Given the option of exploring new ground or improving on their current sound, Mumford & Sons apparently opted for the latter, choosing to capitalize on and polish the facets of their act that initially garnered them worldwide fame. The result is that musically speaking, Babel covers similar ground to their breakout record Sigh No More, only with a bit more panache. One of those things that first excited us about Mumford & Sons was their ability to create a big sound with limited instrumentation (i.e., playing the hell out of acoustic guitars, banjos, and foot drums)—so naturally you’ll find plenty of those moments on the record. Also present are those wide dynamic ranges where the band goes from whisper-soft to super-loud, and back again. Marcus Mumford gives us plenty of growl, rasp and borderline scream on those high notes, but overall displays more vocal range and control than before (extensive heavy touring can do that to a guy). All in all, the band’s live performances of their songs have greatly impacted their popularity (many of us still remember their debut performance on David Letterman, for example)—thus, the record carries the same intensity and vibe of their live shows.

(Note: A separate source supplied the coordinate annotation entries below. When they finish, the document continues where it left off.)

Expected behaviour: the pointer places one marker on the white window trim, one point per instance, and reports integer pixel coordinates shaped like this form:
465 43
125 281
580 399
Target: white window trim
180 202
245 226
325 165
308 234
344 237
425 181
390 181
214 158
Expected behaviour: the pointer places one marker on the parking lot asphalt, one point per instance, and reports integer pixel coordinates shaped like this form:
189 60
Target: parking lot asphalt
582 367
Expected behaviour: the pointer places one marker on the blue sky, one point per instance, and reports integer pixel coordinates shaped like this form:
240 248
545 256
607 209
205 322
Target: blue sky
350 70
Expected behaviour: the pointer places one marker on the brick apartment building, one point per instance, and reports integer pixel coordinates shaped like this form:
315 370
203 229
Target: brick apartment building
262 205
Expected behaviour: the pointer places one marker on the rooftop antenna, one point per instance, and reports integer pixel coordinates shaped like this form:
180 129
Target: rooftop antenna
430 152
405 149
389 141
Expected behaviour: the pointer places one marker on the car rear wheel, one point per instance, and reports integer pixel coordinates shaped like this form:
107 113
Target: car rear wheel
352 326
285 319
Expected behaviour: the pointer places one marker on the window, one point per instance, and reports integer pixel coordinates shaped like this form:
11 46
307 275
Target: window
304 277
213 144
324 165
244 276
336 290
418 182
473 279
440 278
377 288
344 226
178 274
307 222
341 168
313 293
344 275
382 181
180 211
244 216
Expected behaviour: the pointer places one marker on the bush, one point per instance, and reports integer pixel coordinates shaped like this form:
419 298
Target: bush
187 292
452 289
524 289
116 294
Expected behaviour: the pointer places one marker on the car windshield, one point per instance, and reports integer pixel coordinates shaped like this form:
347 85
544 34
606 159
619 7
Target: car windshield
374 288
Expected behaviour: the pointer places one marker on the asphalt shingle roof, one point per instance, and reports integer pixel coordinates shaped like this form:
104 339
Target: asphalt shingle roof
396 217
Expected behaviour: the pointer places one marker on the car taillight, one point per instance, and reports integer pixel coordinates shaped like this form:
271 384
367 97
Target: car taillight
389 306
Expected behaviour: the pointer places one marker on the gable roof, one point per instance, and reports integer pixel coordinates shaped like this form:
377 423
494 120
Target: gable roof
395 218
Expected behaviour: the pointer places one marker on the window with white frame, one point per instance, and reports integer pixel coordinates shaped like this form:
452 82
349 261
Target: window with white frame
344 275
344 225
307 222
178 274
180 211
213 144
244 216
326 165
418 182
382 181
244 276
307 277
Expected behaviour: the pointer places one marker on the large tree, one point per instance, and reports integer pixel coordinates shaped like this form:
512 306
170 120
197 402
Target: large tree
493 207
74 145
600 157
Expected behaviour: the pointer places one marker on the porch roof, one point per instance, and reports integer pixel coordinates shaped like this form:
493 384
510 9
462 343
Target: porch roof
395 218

If you were able to pick up the numerous Biblical references on Sigh No More—yep, you’ll find even more of them on Babel. Raised in the evangelical Vineyard movement, Marcus Mumford draws frequently from his upbringing in his lyricism, howbeit not in a preachy way, but more in the context of asking honest questions and reconciling faith with love and life in general. “A brush with the devil can clear your mind, strengthen your spine,” Mumford sings on “Whispers In the Dark,” an apparent grappling with sin and redemption. “I’m a cad, but I’m not a fraud / I set out to serve the Lord.”
Almost predictably, romance is a prevailing theme on Babel as well, a probable outflow of Mumford’s recent marriage to actress Carrie Mulligan. In “Lover of the Light,” he belts out, “But love the one you hold / And I’ll be your goal / To have and to hold / The lover of the light.” (Interestingly enough, this song represents the one greatest diversion in musical style for the band on the album, with the presence of a full drum set driving the song, as opposed to the signature foot drum.)

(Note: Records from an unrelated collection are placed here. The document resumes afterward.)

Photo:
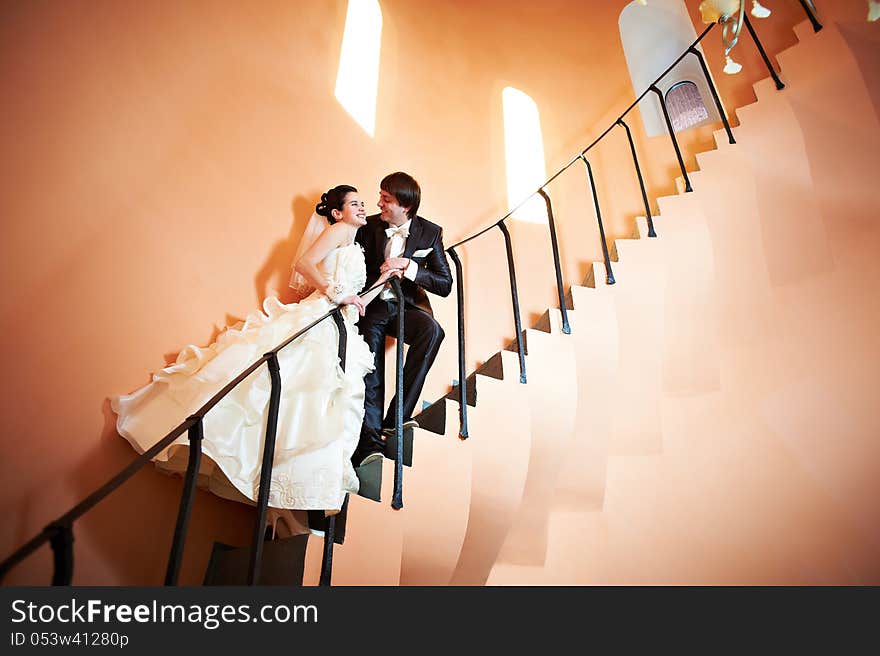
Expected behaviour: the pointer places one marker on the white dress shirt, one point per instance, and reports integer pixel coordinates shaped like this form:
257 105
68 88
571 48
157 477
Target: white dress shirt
394 248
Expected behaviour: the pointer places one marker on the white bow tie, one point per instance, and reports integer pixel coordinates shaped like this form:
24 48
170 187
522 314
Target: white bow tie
401 231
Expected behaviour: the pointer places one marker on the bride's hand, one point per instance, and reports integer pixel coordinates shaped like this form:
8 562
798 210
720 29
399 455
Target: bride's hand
355 300
389 274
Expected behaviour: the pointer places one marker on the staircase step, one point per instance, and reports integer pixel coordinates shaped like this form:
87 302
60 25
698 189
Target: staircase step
433 418
282 563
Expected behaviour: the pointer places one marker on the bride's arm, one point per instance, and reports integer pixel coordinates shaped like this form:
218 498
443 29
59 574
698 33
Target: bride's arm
307 265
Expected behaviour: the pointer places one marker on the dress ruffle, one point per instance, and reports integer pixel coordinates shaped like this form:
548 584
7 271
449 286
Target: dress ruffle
321 406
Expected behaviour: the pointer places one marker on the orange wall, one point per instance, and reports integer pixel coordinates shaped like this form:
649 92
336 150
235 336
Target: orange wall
160 162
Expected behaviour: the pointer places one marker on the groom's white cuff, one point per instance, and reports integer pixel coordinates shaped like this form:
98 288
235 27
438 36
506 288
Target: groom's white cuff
411 270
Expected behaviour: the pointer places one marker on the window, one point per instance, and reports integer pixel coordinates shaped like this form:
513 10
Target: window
524 155
357 80
685 106
653 36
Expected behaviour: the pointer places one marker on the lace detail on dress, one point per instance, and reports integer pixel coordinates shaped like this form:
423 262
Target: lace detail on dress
321 406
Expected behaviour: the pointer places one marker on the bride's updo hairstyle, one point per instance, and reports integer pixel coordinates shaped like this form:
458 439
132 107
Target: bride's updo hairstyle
334 199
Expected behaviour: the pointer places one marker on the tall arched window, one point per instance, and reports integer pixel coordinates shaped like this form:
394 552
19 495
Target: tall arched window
524 154
685 106
653 37
357 80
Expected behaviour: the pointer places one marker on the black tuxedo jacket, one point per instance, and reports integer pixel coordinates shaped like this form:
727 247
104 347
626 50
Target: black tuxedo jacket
433 275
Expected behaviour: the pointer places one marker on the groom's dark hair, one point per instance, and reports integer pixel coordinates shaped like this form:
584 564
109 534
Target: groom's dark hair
405 189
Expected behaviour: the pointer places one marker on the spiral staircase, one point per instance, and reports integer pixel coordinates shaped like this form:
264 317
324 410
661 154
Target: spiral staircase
642 451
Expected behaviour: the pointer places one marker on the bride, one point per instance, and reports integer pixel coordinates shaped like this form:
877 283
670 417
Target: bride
321 408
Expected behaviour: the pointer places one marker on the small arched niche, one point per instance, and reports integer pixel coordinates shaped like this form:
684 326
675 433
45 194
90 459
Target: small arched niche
653 37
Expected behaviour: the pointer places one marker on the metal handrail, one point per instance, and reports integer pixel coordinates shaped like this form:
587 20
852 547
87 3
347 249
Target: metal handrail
595 142
59 531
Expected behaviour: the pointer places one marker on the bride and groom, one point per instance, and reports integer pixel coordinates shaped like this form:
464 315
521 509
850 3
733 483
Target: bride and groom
330 420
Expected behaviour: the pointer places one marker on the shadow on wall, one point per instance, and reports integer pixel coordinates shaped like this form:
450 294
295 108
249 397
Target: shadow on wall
273 277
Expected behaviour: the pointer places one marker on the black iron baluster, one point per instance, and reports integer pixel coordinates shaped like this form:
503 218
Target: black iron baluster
811 15
632 146
61 540
397 499
687 180
566 328
609 274
266 471
779 84
696 53
514 295
330 521
195 436
462 365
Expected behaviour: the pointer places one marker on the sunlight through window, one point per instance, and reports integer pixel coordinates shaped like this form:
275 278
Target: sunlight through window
524 155
357 80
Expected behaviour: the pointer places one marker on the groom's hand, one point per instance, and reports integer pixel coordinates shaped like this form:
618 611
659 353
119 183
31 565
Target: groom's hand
391 263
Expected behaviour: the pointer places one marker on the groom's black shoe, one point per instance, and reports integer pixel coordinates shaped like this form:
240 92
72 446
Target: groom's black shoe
407 425
367 452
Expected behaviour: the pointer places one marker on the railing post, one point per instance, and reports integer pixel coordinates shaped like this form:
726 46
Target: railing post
196 434
609 274
687 180
397 498
266 471
566 328
779 84
462 365
61 540
696 53
330 522
632 146
810 8
514 295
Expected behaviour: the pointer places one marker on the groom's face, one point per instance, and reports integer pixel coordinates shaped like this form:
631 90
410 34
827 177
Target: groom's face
390 210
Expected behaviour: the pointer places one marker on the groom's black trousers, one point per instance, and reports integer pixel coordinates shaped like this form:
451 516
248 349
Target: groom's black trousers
423 335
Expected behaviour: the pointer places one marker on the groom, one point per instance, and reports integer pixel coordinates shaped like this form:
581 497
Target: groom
397 239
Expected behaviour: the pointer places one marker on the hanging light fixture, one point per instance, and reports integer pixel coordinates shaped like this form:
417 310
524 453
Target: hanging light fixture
730 14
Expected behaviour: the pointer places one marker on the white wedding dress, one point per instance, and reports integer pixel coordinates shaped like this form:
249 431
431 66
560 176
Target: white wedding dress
321 408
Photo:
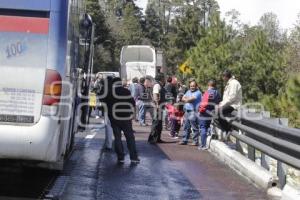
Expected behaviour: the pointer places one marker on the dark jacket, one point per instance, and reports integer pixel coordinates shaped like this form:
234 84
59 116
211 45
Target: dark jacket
210 98
122 104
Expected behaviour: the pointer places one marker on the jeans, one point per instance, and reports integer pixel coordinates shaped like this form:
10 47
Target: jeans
143 108
225 112
191 121
108 133
156 128
126 127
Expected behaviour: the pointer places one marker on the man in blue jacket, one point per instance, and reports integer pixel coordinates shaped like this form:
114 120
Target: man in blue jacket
210 99
192 99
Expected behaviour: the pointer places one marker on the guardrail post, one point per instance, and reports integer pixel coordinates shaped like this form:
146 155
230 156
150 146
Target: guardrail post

Undisputedly, the band put their best foot forward with the single “I Will Wait,” and the recent live video from Red Rocks shows how well it plays before an audience. Another incredibly powerful moment on the record is “Broken Crown,” filled with dark, raw emotion: “Crawl on my belly till the sun goes down / I’ll never wear your broken crown / I took the road, and I f**ked it all away / In this twilight how dare you speak of grace”.
Critics and analysts will no doubt complain that Mumford & Sons didn’t do enough to expand their range on Babel, but in my opinion this is the smartest record the band could have made. Eventually they may have to grow past this point, but as fans, we are far from tired of these sounds. Save the breaking of new ground for another record; for now, at least, they have simply given us more of what we love.